The Financial Industry Regulatory Authority (FINRA) is not afraid of issuing steep fines when it comes to non-compliance of SEA Rules 17a-3 and 17a-4 of Section 17(a)(1) of the Securities Exchange Act of 1934 (‘’Exchange Act’’ or ‘’SEA’’). We previously mentioned how FINRA fined 12 firms a total of $14.4 million for what it called “failing to protect records from alteration.” And while the technology exists to support brokerage firms in the securities industry (and one would expect non-compliance to slowly decrease), fines continue to be issued.
In a recent high-profile case, JPMorgan agreed to pay the SEC $200 million to settle regulatory charges on recordkeeping lapses. The reason for the fine was that JPMorgan had failed to preserve staff communications across mobile devices, messaging apps, and email accounts.
Why was this a problem? Business-related communications were not retained within the firm’s regulatory records repository and could not be produced in response to an audit or third-party subpoena.
Rule 17a-4 and Rule 204-2 of the Exchange Act state that all business-related communications, including those conducted over personal devices, text message or otherwise, must be retained in compliance with applicable recordkeeping requirements, which means a few missing text messages can suddenly become very expensive.

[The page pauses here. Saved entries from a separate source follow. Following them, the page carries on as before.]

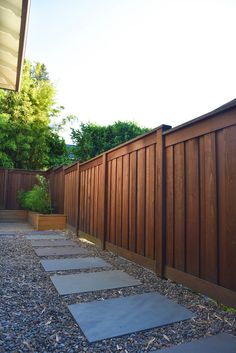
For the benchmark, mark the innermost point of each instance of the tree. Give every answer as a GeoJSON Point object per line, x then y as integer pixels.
{"type": "Point", "coordinates": [26, 138]}
{"type": "Point", "coordinates": [91, 139]}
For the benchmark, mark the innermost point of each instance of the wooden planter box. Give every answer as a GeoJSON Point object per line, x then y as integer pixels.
{"type": "Point", "coordinates": [47, 221]}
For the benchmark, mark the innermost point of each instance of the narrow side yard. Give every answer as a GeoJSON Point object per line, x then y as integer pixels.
{"type": "Point", "coordinates": [34, 318]}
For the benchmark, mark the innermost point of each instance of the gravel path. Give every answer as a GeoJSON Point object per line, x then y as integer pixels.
{"type": "Point", "coordinates": [34, 318]}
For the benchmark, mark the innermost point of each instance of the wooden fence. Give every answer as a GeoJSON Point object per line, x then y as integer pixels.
{"type": "Point", "coordinates": [166, 200]}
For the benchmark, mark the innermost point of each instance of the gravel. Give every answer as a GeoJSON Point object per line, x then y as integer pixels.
{"type": "Point", "coordinates": [34, 318]}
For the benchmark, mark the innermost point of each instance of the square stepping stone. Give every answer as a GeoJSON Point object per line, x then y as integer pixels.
{"type": "Point", "coordinates": [73, 264]}
{"type": "Point", "coordinates": [52, 242]}
{"type": "Point", "coordinates": [60, 251]}
{"type": "Point", "coordinates": [120, 316]}
{"type": "Point", "coordinates": [45, 232]}
{"type": "Point", "coordinates": [222, 343]}
{"type": "Point", "coordinates": [44, 237]}
{"type": "Point", "coordinates": [89, 282]}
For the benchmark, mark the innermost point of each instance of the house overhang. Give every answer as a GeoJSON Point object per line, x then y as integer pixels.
{"type": "Point", "coordinates": [13, 28]}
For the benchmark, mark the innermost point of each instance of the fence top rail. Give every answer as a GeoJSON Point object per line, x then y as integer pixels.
{"type": "Point", "coordinates": [164, 127]}
{"type": "Point", "coordinates": [12, 170]}
{"type": "Point", "coordinates": [223, 108]}
{"type": "Point", "coordinates": [70, 168]}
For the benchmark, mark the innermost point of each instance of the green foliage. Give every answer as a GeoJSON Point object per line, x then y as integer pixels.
{"type": "Point", "coordinates": [26, 138]}
{"type": "Point", "coordinates": [37, 199]}
{"type": "Point", "coordinates": [92, 139]}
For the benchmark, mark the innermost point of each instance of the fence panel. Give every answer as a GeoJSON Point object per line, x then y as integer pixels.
{"type": "Point", "coordinates": [201, 201]}
{"type": "Point", "coordinates": [91, 197]}
{"type": "Point", "coordinates": [2, 189]}
{"type": "Point", "coordinates": [131, 199]}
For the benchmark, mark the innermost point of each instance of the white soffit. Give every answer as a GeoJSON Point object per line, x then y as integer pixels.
{"type": "Point", "coordinates": [13, 25]}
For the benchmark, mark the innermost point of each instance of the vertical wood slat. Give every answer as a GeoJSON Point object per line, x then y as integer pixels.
{"type": "Point", "coordinates": [141, 202]}
{"type": "Point", "coordinates": [118, 214]}
{"type": "Point", "coordinates": [133, 202]}
{"type": "Point", "coordinates": [226, 147]}
{"type": "Point", "coordinates": [95, 211]}
{"type": "Point", "coordinates": [209, 238]}
{"type": "Point", "coordinates": [113, 202]}
{"type": "Point", "coordinates": [91, 225]}
{"type": "Point", "coordinates": [160, 197]}
{"type": "Point", "coordinates": [77, 205]}
{"type": "Point", "coordinates": [103, 213]}
{"type": "Point", "coordinates": [179, 206]}
{"type": "Point", "coordinates": [192, 207]}
{"type": "Point", "coordinates": [169, 157]}
{"type": "Point", "coordinates": [5, 188]}
{"type": "Point", "coordinates": [108, 201]}
{"type": "Point", "coordinates": [125, 203]}
{"type": "Point", "coordinates": [150, 203]}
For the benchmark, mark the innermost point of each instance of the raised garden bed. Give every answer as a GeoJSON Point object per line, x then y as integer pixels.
{"type": "Point", "coordinates": [47, 221]}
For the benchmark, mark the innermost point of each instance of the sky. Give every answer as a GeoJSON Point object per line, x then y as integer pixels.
{"type": "Point", "coordinates": [150, 61]}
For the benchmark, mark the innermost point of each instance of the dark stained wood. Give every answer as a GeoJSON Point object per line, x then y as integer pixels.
{"type": "Point", "coordinates": [169, 152]}
{"type": "Point", "coordinates": [95, 204]}
{"type": "Point", "coordinates": [82, 189]}
{"type": "Point", "coordinates": [138, 144]}
{"type": "Point", "coordinates": [103, 190]}
{"type": "Point", "coordinates": [201, 128]}
{"type": "Point", "coordinates": [226, 148]}
{"type": "Point", "coordinates": [77, 206]}
{"type": "Point", "coordinates": [179, 207]}
{"type": "Point", "coordinates": [113, 202]}
{"type": "Point", "coordinates": [85, 200]}
{"type": "Point", "coordinates": [141, 196]}
{"type": "Point", "coordinates": [125, 203]}
{"type": "Point", "coordinates": [221, 294]}
{"type": "Point", "coordinates": [91, 218]}
{"type": "Point", "coordinates": [150, 203]}
{"type": "Point", "coordinates": [209, 240]}
{"type": "Point", "coordinates": [202, 206]}
{"type": "Point", "coordinates": [91, 163]}
{"type": "Point", "coordinates": [108, 218]}
{"type": "Point", "coordinates": [5, 188]}
{"type": "Point", "coordinates": [160, 205]}
{"type": "Point", "coordinates": [119, 201]}
{"type": "Point", "coordinates": [133, 202]}
{"type": "Point", "coordinates": [192, 208]}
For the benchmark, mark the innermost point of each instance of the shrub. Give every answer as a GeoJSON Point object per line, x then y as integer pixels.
{"type": "Point", "coordinates": [37, 199]}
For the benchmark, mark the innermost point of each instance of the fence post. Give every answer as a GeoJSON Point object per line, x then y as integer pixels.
{"type": "Point", "coordinates": [5, 189]}
{"type": "Point", "coordinates": [160, 197]}
{"type": "Point", "coordinates": [77, 199]}
{"type": "Point", "coordinates": [104, 202]}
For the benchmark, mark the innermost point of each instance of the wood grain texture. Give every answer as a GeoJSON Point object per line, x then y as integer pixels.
{"type": "Point", "coordinates": [141, 201]}
{"type": "Point", "coordinates": [179, 207]}
{"type": "Point", "coordinates": [192, 207]}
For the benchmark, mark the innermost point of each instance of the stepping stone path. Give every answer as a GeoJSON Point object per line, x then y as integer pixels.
{"type": "Point", "coordinates": [43, 237]}
{"type": "Point", "coordinates": [52, 242]}
{"type": "Point", "coordinates": [120, 316]}
{"type": "Point", "coordinates": [90, 282]}
{"type": "Point", "coordinates": [60, 251]}
{"type": "Point", "coordinates": [115, 317]}
{"type": "Point", "coordinates": [73, 264]}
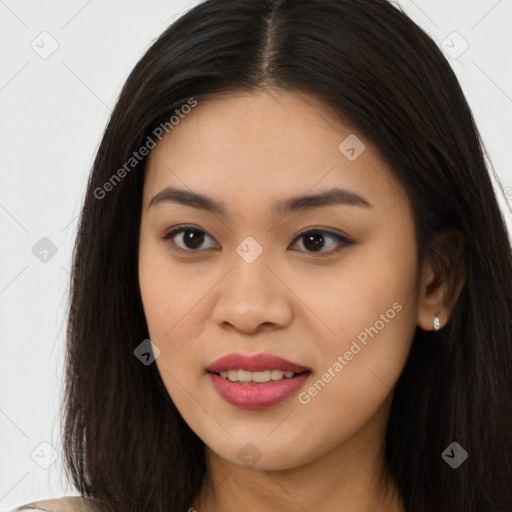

It's therefore clear that non-compliance goes above and beyond preserving proper records – how books and records are retained (and for how long) is critical under FINRA’s rules as well.
SEC/FINRA Books and Records Retention Requirements
The financial services sector is held to particularly high standards of accountability in terms of accurate record keeping, as we highlight in our blog, SEC Rule 17a-3 and Recordkeeping Compliance. In fact, Rule 17a-3 requires brokers and dealers to create and preserve comprehensive records of each securities trade, including copies of blotters, account statements, trade confirmations, canceled checks and more, which we unpack later in this article.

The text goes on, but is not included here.